According to the report "auditors identified $97.2 million in unnecessary costs. The Port has the potential to avoid similar costs in the future if it institutes every audit recommendation."
Among the other conclusions of the audit:
- The Port lacks sufficient policies and procedures to safeguard public assets from misuse, abuse and fraud. In cases in which controls are in place, they are not always followed.
- The Port Commission has largely delegated decision making responsibilities for construction projects to Port management and employees. In some cases, vendors control projects and make decisions that should be made by the Port.
- Port executive management has withheld information from and sometimes has misinformed the Commission about the terms and progress of construction projects.
Auditors found these conditions are caused by:
"The Port Commission’s adoption of Resolution 3181, delegating some of its decision-making authority to Port administration, including some oversight of construction management. The former Chief Executive Officer’s broad interpretation of the resolution effectively distanced the Commission from information and oversight authority of capital projects. The audit found no record of the Commission reassessing or questioning whether it was meeting its responsibilities to oversee construction projects.
• Port management does not segregate the duties of procurement and contractor oversight. Port employees routinely award contracts and then oversee the contractors they selected. This creates a conflict of interest because those who work with the contractors may develop working relationships that prevent them from awarding and overseeing contracts with a higher degree ! of objectivity and diligence.
• Port commissioners have largely ceded the authority to award and manage contracts to low- and mid-level project managers.
• According to an e-mail to the contracted auditors, the Port maintains it “is not subject to any specific legislative framework governing its procurement practices other than those which govern public works design and construction contracts.”

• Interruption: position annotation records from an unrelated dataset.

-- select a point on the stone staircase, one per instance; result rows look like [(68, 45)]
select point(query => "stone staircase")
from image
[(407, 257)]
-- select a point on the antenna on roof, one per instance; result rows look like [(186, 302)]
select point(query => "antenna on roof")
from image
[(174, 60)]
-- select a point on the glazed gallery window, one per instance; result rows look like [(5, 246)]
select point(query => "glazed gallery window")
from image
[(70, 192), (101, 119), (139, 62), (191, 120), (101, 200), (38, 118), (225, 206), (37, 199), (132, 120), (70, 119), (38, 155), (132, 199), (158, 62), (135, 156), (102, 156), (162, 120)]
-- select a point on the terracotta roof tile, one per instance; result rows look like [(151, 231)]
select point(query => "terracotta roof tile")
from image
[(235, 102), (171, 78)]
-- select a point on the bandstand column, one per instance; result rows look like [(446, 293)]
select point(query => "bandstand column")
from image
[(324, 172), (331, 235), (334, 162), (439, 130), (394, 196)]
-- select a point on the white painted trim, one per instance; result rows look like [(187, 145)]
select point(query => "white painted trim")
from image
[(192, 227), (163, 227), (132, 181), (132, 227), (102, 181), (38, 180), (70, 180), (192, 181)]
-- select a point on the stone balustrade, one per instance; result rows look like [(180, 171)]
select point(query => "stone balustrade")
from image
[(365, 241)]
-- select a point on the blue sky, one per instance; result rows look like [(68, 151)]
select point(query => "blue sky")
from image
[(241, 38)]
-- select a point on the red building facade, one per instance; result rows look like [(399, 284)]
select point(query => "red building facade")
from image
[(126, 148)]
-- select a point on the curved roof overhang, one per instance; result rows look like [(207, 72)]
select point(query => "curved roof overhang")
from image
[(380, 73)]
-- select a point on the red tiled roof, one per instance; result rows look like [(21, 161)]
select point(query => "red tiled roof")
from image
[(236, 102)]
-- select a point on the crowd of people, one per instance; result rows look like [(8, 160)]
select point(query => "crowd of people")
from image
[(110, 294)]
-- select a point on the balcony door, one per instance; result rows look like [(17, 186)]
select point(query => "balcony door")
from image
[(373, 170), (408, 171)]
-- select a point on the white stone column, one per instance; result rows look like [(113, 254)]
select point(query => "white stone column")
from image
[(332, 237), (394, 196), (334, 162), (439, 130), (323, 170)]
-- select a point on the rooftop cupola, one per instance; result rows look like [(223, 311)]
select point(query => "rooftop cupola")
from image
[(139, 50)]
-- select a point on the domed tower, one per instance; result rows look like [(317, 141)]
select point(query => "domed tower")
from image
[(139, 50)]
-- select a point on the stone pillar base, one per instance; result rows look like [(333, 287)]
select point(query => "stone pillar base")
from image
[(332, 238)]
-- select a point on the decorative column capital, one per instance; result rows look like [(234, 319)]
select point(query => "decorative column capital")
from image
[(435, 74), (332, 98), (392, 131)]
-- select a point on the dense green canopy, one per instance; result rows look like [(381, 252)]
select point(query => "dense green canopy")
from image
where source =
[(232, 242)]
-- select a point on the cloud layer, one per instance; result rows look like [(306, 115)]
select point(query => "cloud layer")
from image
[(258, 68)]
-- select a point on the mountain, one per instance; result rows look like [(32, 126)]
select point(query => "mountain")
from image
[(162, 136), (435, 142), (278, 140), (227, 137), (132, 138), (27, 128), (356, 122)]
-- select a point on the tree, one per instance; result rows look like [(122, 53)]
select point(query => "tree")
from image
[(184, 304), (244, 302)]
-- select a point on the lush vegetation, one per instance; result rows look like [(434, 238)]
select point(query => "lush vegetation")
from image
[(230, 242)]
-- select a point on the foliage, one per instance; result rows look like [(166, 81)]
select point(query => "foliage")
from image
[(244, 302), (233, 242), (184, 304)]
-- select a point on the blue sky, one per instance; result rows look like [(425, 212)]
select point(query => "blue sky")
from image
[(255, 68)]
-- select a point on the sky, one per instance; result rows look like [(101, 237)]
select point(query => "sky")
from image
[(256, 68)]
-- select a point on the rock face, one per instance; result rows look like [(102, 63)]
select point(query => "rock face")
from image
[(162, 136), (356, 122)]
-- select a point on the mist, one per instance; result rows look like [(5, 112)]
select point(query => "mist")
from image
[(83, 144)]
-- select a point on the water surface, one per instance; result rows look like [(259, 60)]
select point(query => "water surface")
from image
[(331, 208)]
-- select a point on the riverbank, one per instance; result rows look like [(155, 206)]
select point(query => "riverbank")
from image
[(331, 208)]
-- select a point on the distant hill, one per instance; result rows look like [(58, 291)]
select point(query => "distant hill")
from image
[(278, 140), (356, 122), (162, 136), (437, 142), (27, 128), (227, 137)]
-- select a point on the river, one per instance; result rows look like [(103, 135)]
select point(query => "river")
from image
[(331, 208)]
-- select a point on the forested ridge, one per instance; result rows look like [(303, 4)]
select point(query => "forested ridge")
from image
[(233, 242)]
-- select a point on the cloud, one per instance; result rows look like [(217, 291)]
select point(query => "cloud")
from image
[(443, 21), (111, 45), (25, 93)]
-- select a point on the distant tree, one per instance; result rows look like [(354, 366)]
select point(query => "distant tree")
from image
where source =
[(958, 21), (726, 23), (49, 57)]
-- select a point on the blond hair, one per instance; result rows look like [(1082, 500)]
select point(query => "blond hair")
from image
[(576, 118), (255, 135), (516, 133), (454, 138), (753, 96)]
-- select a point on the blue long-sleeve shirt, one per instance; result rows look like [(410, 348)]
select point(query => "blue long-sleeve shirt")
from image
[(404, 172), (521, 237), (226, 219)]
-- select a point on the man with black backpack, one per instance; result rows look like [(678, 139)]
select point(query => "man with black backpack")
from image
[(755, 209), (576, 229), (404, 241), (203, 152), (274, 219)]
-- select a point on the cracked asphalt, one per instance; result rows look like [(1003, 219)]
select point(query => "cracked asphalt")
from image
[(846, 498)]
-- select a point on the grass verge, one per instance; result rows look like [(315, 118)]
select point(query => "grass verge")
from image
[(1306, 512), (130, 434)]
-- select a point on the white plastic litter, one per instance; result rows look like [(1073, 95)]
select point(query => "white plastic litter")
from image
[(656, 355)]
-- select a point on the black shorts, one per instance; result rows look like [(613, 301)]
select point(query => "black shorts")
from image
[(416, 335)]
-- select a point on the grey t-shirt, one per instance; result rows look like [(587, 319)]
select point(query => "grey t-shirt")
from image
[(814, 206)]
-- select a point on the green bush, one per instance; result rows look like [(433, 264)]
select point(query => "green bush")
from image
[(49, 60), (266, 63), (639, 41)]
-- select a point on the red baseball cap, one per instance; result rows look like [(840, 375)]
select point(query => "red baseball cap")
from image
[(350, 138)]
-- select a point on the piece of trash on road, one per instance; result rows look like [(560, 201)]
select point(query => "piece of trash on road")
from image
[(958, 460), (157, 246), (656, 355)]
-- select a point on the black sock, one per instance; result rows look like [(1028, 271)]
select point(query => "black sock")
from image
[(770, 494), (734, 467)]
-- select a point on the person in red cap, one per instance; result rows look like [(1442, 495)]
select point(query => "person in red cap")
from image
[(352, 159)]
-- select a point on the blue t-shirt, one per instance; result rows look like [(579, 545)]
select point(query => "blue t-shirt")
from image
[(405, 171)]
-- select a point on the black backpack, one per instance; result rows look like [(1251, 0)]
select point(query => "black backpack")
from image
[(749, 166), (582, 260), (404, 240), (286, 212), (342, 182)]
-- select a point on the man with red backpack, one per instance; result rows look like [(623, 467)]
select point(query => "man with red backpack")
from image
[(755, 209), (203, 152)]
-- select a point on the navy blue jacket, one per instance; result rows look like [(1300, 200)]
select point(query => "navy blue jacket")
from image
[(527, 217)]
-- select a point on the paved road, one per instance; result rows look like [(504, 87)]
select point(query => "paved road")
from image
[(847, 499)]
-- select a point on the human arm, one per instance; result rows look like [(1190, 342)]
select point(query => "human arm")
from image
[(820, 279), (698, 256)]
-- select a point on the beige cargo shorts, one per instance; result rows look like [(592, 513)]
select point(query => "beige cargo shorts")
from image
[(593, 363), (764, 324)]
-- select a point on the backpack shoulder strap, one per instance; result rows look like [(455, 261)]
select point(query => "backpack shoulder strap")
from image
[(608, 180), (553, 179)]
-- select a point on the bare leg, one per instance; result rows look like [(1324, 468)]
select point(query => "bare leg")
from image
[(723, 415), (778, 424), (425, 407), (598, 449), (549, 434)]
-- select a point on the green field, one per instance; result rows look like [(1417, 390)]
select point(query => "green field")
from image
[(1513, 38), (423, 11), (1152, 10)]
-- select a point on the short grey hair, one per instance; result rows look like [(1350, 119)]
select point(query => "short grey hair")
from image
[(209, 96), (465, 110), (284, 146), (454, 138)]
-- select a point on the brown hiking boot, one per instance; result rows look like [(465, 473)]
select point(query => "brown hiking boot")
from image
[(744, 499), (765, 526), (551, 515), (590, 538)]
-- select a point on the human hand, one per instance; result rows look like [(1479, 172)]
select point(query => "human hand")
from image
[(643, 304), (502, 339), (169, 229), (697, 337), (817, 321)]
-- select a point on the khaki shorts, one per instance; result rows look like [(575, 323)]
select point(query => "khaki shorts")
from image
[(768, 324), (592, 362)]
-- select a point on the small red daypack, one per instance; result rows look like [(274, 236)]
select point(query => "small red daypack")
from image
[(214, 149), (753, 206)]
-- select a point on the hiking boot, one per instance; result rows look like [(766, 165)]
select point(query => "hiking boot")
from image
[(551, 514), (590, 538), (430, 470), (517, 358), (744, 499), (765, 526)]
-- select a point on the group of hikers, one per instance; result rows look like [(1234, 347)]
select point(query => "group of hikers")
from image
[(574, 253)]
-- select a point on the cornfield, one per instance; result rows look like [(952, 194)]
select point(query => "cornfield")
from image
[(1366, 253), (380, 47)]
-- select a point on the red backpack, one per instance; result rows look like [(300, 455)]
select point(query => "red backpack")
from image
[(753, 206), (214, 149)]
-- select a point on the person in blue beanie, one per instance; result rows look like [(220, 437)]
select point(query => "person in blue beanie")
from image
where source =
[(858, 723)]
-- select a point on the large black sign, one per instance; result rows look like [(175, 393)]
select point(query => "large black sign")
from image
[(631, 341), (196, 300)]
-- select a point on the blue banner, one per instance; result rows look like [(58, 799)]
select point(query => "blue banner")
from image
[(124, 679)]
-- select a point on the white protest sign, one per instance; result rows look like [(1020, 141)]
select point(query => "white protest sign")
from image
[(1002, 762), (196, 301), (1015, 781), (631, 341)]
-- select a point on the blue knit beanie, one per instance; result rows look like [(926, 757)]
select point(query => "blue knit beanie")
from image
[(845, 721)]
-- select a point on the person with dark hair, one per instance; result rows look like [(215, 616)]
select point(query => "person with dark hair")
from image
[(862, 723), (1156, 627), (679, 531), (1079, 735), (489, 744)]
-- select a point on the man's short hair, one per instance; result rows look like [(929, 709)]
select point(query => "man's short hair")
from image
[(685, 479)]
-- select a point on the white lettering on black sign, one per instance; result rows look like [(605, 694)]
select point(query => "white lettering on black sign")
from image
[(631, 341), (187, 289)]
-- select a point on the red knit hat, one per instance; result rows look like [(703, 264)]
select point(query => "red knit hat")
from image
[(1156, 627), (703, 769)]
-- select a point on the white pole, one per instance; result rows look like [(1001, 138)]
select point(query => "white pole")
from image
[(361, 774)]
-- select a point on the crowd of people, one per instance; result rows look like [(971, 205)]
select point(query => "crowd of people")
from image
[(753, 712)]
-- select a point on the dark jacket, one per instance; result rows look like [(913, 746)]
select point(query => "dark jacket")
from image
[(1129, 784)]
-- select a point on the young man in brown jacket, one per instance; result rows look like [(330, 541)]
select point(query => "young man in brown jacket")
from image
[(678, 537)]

• The Port does not enforce standard construction contract provisions, leading to significant cost and schedule overruns.These conditions leave the Port’s construction management vulnerable to fraud, waste and abuse. For example, Port management authorized a Third Runway contract that cost $32.7 million more than the Port engineer’s original estimate. The contract violated state law, and details of the arrangement were concealed from the Commission.
In addition, a consulting agreement awarded in 1998 increased without competition from $10 million to more than $120 million and is being used to augment Port staffing, unnecessarily costing taxpayers $60.5 million."
I wonder if anyone at the Port will be getting a golden parachute as a result of this audit?